Part of the appeal is watching how Twitter users bend and subvert those limitations for their own ends - status updates like those generated by Sandy, for example, or the way in which conversations can flow across the “twittersphere” (have I coined a new phrase there, or is that as annoying as blogosphere?)
But despite the deliberately limited nature of the Twitter feature set, the natural inclination on the part of us geeks is to want to extend and improve Twitter with extra features. “Now with tint control”, so to speak.
There were a couple of suggestions that cropped up in Michelle’s comment - one was the idea of a time-to-live for an individual tweet, so it would vanish in a puff of electrons after a given interval of time. Although that’s fundamentally attractive, I actually think it’s potentially undesirable on two counts - firstly that it extends away from the fundamental simplicity of twitter which to me is central to the appeal.

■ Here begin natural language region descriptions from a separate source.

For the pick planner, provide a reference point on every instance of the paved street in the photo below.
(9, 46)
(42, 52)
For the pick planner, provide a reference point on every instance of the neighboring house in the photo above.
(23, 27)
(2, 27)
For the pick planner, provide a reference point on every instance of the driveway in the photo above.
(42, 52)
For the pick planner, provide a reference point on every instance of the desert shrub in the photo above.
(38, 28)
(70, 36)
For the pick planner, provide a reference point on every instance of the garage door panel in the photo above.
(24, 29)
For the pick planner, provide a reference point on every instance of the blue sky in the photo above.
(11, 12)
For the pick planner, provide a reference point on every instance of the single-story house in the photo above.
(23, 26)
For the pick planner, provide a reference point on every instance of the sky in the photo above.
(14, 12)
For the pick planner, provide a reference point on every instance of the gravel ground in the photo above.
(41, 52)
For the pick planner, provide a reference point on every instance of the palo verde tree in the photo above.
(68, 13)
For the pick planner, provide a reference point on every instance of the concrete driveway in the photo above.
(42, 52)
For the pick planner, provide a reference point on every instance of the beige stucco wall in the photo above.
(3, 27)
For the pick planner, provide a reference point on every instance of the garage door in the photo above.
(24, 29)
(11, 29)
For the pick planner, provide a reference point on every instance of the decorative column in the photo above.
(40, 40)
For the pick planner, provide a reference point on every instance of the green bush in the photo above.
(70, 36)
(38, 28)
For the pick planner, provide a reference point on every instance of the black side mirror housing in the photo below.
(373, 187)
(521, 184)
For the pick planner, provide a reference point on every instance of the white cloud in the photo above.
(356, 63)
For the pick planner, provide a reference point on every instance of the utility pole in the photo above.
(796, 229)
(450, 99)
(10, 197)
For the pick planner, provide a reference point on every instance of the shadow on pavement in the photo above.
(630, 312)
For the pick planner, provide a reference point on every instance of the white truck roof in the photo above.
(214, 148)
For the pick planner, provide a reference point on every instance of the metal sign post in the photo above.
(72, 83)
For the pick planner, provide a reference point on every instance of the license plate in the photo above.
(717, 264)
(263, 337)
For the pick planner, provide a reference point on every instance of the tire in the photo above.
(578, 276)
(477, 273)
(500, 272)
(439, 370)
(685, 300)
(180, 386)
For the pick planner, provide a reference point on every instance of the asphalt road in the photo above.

The second reason is that it builds in a false sense of security - that a defined TTL will result in that tweet disappearing. The problem is that anything you say on the web is instantly and irrevocably in the public domain, something that Claire Swire and Max Gogarty are going to be acutely aware of for the foreseeable future (the latter is worth looking at if only for the train wreck of a comments thread that emerges in response to the original post). The only way to be able to reclaim anonymity is to not say it at all, or at least try to self-censor.
Personally I think that our notions of privacy and the overhang of youthful indiscretions are going to have to change, if for no other reason that we’re going to run out of politicians in 20 years time unless the Facebook and Bebo generations realise that there’s no-one who’s not said something online that they later had cause to regret. (A world without politicians? An unexpected positive consequence?)
Personally, I’m not that concerned about exposing my tweets in the sidebar of this blog is that they’re out there anyway through the Twitter site itself. I’m not sure I really understand the rationale of having a private Twitter profile, as it’s only a illusory fig-leaf of security anyway.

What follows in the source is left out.